К 2010-м годам олигархия сделала реформы в Российской Федерации не просто невозможными, но и немыслимыми. Выступая в ноябре 2010 года в немецкой печати, Путин попытался усидеть сразу на двух стульях: он заявил, что Европейскому Союзу надо объединиться с Россией, не ожидая от нее перемен. Но поскольку Россия не может следовать европейским принципам, расстаться со своими принципами придется Европе. Путин начал задумываться об обратной интеграции, в процессе которой европейские страны стали бы сильнее напоминать Россию и которая означала бы развал ЕС.
Важным отличием империалистической Европы от Европы объединенной стало отношение к закону и праву. В этом отношении политик Путин повторил траекторию Ильина: вера в закон сменилась признанием беззакония патриотической добродетелью. Молодость Ильина пришлась на предреволюционные годы, и его чрезвычайно беспокоил вопрос о духе права. Он считал, что русским необходимо его принять, но не знал, как это осуществить.
Полвека спустя Европейский Союз решил эту задачу. Рутинный процесс интеграции сопровождается экспортом духа права. Европейская интеграция стала средством переноса идеи верховенства права оттуда, где оно функционирует лучше, туда, где оно функционирует хуже. В 1990-х годах соглашения об ассоциации, заключенные Европейским Союзом со странами-кандидатами, породили правоотношения, в перспективе ведущие к полноправному членству. Перспектива вступления в ЕС делала наглядными для граждан выгоды верховенства права.

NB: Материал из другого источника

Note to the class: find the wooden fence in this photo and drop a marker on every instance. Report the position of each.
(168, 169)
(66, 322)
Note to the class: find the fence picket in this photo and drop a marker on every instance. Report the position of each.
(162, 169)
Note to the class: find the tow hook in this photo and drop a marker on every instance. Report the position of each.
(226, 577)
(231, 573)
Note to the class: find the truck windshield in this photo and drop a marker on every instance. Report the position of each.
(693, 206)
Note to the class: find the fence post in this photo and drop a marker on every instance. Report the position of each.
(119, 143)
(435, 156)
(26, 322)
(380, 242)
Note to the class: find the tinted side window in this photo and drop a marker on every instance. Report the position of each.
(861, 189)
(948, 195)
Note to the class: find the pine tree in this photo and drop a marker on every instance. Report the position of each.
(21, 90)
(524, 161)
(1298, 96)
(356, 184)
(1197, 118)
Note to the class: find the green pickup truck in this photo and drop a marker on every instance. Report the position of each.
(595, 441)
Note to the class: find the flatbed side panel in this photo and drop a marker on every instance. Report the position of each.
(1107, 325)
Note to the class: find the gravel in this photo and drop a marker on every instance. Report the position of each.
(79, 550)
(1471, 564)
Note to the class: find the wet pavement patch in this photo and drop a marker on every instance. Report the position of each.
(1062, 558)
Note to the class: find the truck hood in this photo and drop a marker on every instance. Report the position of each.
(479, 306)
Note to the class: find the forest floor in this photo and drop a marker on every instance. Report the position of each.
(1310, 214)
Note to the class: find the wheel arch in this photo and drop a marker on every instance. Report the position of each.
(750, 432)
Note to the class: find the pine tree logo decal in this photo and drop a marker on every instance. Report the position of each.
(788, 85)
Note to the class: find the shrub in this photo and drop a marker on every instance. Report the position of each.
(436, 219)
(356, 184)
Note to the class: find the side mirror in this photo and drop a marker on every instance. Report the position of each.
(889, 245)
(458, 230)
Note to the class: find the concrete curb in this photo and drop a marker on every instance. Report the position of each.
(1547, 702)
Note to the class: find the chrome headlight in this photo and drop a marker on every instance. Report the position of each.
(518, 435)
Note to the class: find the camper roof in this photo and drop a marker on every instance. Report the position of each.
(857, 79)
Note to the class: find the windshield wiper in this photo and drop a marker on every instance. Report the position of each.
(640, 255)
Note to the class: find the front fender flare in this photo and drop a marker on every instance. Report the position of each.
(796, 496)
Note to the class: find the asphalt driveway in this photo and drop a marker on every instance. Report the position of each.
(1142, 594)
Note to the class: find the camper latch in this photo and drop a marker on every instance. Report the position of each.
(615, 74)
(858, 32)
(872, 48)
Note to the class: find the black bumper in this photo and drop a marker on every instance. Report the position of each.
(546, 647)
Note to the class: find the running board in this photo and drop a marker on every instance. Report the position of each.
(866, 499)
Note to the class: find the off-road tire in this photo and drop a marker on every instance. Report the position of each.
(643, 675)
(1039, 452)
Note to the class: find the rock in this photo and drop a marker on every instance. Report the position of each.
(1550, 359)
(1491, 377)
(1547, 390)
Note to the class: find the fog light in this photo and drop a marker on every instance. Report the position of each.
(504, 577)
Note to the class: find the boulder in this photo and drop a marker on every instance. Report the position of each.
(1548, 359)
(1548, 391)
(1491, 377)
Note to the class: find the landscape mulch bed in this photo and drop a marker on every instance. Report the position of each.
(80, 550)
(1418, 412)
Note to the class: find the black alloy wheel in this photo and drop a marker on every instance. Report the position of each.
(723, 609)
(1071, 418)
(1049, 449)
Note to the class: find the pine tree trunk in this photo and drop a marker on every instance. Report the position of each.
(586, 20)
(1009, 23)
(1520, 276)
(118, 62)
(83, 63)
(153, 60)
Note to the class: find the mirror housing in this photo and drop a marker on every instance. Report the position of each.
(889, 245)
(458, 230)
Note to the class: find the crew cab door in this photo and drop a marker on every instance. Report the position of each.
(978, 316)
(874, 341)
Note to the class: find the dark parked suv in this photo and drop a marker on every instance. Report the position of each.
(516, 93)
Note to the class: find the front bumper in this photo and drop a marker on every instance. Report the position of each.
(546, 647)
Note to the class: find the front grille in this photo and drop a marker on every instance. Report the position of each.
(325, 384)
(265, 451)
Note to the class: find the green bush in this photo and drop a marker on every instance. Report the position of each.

В зрелом возрасте Ильин отказался от верховенства права в пользу фашистского произвола. Оставив надежду, что Россией можно управлять при помощи законов, Ильин сделал добродетелью патриотов произвол. Путин (полагающий Ильина авторитетом) последовал тем же путем. В 2000 году, впервые баллотируясь на пост президента, он рассуждал о необходимости “диктатуры закона”. Это оксюморон, и одна из двух противоречащих друг другу концепций была отброшена. Во время президентской кампании 2012 года Путин отверг идею европейского пути России (проигнорировав поощряющие верховенство права внешние стимулы) и представил произвол искупительным патриотизмом. Операциональное понятие в современном русском языке – беспредел, возможность делать что угодно. Это слово заимствовано из уголовного арго.